If you know me, you know I’m not the biggest fan of the NBA and the drama that comes along with each offseason. Despite this, somehow, I can’t stop following the Knicks’ offseason. Free agency has been open for less than a week, and Madison Square Garden might as well be on fire, and the Knicks might be in better shape than they are now. The draft lottery denied the Knicks Zion Williamson, and Kevin Durant and Kyrie Irving, the expected saviors of New York basketball, are playing in New York, just for Brooklyn instead. The Knicks have done nothing to better themselves and have dropped the ball, quite possibly, the worst they ever have.
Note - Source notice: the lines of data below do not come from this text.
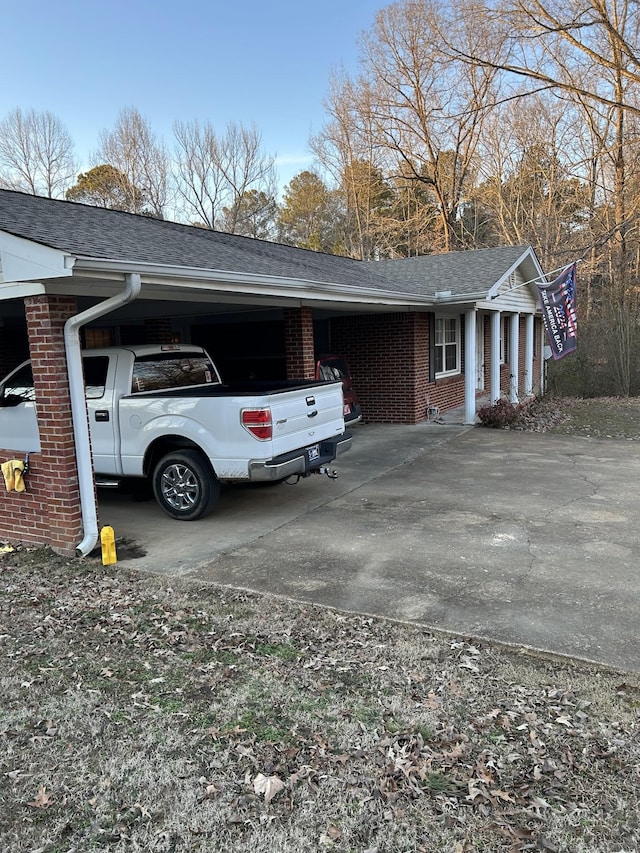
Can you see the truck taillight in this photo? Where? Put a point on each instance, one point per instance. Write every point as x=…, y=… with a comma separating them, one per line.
x=257, y=422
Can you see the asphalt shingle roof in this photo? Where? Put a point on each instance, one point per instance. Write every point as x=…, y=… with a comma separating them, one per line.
x=97, y=232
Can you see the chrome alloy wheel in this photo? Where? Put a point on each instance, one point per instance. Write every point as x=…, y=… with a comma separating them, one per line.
x=180, y=487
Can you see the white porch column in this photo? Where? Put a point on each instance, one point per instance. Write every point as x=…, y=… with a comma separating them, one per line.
x=470, y=366
x=495, y=356
x=514, y=366
x=528, y=356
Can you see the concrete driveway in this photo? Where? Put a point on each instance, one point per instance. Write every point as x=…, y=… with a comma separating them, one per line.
x=523, y=538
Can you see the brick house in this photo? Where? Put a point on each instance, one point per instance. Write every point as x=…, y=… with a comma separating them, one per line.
x=419, y=332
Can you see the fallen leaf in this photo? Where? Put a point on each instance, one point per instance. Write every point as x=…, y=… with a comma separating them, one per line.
x=269, y=786
x=42, y=799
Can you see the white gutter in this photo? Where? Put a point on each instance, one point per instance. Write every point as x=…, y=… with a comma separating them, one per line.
x=275, y=285
x=84, y=461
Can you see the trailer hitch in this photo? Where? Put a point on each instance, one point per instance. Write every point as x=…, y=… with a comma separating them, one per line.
x=332, y=474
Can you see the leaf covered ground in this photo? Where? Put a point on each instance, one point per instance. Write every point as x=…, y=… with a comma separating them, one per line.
x=146, y=714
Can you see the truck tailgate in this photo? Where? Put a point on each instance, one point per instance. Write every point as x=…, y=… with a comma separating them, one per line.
x=301, y=418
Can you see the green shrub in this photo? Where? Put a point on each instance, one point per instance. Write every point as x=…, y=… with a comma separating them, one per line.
x=502, y=414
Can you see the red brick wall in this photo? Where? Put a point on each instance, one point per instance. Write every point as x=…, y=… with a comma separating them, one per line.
x=388, y=355
x=299, y=348
x=389, y=359
x=49, y=512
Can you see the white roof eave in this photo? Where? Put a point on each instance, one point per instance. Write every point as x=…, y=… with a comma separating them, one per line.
x=26, y=261
x=247, y=282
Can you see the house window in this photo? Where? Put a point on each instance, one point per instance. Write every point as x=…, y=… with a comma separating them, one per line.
x=447, y=346
x=505, y=339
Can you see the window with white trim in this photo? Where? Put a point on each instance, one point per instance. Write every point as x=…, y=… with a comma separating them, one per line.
x=447, y=346
x=505, y=339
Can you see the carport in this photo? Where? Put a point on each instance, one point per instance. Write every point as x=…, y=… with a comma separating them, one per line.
x=67, y=267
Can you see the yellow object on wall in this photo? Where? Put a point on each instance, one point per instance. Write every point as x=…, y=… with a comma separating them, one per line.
x=108, y=542
x=12, y=471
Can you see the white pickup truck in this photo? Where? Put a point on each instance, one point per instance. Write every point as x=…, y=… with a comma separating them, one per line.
x=162, y=413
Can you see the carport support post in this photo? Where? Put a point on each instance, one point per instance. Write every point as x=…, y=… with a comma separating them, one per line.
x=528, y=355
x=514, y=345
x=470, y=366
x=57, y=469
x=495, y=356
x=299, y=344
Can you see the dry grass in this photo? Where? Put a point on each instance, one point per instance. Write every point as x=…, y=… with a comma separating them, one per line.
x=139, y=714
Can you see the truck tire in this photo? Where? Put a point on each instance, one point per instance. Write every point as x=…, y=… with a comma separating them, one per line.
x=184, y=485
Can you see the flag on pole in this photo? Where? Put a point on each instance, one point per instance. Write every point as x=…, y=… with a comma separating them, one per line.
x=558, y=302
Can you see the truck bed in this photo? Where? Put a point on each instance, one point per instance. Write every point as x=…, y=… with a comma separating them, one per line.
x=248, y=388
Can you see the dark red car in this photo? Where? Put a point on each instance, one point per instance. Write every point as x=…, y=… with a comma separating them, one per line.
x=332, y=367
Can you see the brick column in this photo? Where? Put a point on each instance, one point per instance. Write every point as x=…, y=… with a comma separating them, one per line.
x=299, y=347
x=57, y=474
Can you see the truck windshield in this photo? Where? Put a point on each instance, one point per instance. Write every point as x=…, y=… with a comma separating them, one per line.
x=163, y=371
x=18, y=388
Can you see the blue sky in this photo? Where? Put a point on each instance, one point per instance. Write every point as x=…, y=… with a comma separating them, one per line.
x=265, y=63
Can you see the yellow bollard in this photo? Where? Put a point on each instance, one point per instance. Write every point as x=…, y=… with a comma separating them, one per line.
x=108, y=541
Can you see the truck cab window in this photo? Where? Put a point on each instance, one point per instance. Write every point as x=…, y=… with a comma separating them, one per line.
x=95, y=375
x=19, y=387
x=172, y=370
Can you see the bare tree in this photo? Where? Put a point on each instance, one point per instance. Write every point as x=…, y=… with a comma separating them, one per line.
x=133, y=150
x=427, y=107
x=215, y=173
x=532, y=176
x=36, y=153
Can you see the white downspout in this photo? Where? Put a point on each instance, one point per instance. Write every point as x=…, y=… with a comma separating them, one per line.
x=79, y=416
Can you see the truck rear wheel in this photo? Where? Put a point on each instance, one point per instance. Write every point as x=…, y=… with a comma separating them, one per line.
x=184, y=485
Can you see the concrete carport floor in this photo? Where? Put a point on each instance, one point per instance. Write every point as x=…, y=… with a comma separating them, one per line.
x=522, y=538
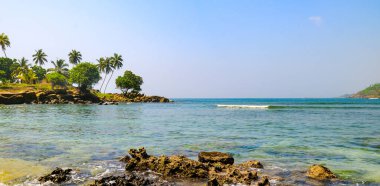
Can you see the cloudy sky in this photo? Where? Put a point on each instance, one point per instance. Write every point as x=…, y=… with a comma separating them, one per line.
x=214, y=48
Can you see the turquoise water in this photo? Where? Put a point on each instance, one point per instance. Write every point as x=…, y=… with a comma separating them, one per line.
x=292, y=134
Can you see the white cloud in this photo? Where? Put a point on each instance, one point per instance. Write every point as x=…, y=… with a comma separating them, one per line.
x=316, y=20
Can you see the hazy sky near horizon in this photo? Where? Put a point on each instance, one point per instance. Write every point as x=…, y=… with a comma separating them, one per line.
x=214, y=48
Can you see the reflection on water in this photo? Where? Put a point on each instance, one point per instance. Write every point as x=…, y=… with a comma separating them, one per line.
x=343, y=134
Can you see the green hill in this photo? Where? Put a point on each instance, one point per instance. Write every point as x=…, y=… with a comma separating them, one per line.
x=372, y=91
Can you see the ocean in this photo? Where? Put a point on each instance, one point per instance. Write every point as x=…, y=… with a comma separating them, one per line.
x=286, y=135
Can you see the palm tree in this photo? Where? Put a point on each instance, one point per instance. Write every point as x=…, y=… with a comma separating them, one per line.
x=28, y=76
x=75, y=57
x=116, y=63
x=4, y=42
x=60, y=66
x=39, y=57
x=104, y=65
x=22, y=70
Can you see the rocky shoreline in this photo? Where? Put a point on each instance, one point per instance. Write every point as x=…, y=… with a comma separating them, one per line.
x=74, y=97
x=212, y=169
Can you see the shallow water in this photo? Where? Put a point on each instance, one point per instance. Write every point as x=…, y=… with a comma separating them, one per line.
x=290, y=134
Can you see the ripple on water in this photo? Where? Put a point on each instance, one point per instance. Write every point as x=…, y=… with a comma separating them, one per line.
x=14, y=171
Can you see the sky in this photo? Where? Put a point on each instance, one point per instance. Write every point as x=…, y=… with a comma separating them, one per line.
x=210, y=48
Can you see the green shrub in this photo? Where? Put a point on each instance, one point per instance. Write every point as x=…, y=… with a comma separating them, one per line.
x=85, y=75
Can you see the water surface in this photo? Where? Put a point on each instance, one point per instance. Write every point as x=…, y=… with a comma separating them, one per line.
x=290, y=134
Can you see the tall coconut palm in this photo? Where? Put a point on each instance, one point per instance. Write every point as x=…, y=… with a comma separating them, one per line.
x=4, y=42
x=116, y=63
x=60, y=66
x=39, y=57
x=75, y=57
x=22, y=69
x=104, y=65
x=28, y=76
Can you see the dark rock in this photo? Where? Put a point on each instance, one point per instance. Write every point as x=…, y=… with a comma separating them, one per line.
x=218, y=171
x=133, y=179
x=177, y=166
x=252, y=164
x=57, y=176
x=215, y=157
x=11, y=99
x=29, y=97
x=320, y=172
x=213, y=182
x=263, y=182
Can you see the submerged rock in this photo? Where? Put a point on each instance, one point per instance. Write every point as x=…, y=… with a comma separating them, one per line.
x=320, y=172
x=175, y=166
x=216, y=167
x=215, y=157
x=252, y=164
x=133, y=179
x=57, y=176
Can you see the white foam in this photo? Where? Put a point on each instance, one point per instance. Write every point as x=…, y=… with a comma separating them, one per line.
x=245, y=106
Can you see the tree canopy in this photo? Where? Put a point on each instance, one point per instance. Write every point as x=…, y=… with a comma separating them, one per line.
x=85, y=75
x=129, y=81
x=75, y=57
x=39, y=57
x=4, y=42
x=56, y=78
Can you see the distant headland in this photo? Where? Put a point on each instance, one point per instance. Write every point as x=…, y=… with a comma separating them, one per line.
x=372, y=91
x=22, y=82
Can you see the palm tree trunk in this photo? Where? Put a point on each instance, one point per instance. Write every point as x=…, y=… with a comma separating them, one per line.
x=103, y=83
x=108, y=82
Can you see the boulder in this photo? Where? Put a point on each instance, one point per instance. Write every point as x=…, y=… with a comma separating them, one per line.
x=264, y=181
x=29, y=97
x=215, y=157
x=252, y=164
x=11, y=99
x=320, y=172
x=218, y=172
x=176, y=166
x=133, y=179
x=232, y=175
x=57, y=176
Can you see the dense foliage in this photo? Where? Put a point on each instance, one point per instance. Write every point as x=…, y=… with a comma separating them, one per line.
x=56, y=78
x=371, y=91
x=40, y=72
x=7, y=66
x=129, y=81
x=85, y=75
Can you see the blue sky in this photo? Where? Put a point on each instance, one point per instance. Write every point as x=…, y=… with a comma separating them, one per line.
x=214, y=48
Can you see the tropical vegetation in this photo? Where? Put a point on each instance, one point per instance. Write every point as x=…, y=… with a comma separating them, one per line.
x=129, y=82
x=84, y=75
x=4, y=42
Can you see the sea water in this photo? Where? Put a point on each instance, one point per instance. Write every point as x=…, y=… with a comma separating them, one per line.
x=287, y=134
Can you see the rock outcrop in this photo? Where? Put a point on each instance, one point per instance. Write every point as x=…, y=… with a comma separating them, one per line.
x=57, y=176
x=49, y=97
x=133, y=179
x=215, y=157
x=134, y=98
x=217, y=167
x=320, y=172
This was the summer for Knicks basketball, and they blew it after one day.

Still work to do

The U.S. Men’s National Team took on Curaçao in the quarterfinal round of the CONCACAF Gold Cup, and the biggest takeaway from the game is that Curaçao is a lot better than people give them credit for being. The U.S. looked sloppy and disorganized after taking a 1-0 lead in the first half. Yes, U.S. had chances to score, but so did Curaçao. In fact, with the amount of quality offensive possessions that the U.S. had to fight off, it’s a little surprising that their Caribbean foe didn’t tie the game. The group stages proved that the U.S. was ready for the likes of Costa Rica or Mexico, but after the quarterfinal, I’m back to having a hard time saying the U.S. can win the tournament.

False advertising

We all know that the Yankees have the offensive power to put up a large number of runs during any game. That said, the number that New York and Boston totaled over the two games in London are not good for the long-term marketing of baseball to European fans. How isn’t the offensive showcase good? Those fans who were exposed to baseball for the first time now believe that every game is going something like a 17-13 or 12-8 score line, when, in actuality, most games are between three and seven runs combined. I like offense as much as the next person, but sometimes, there can be too much.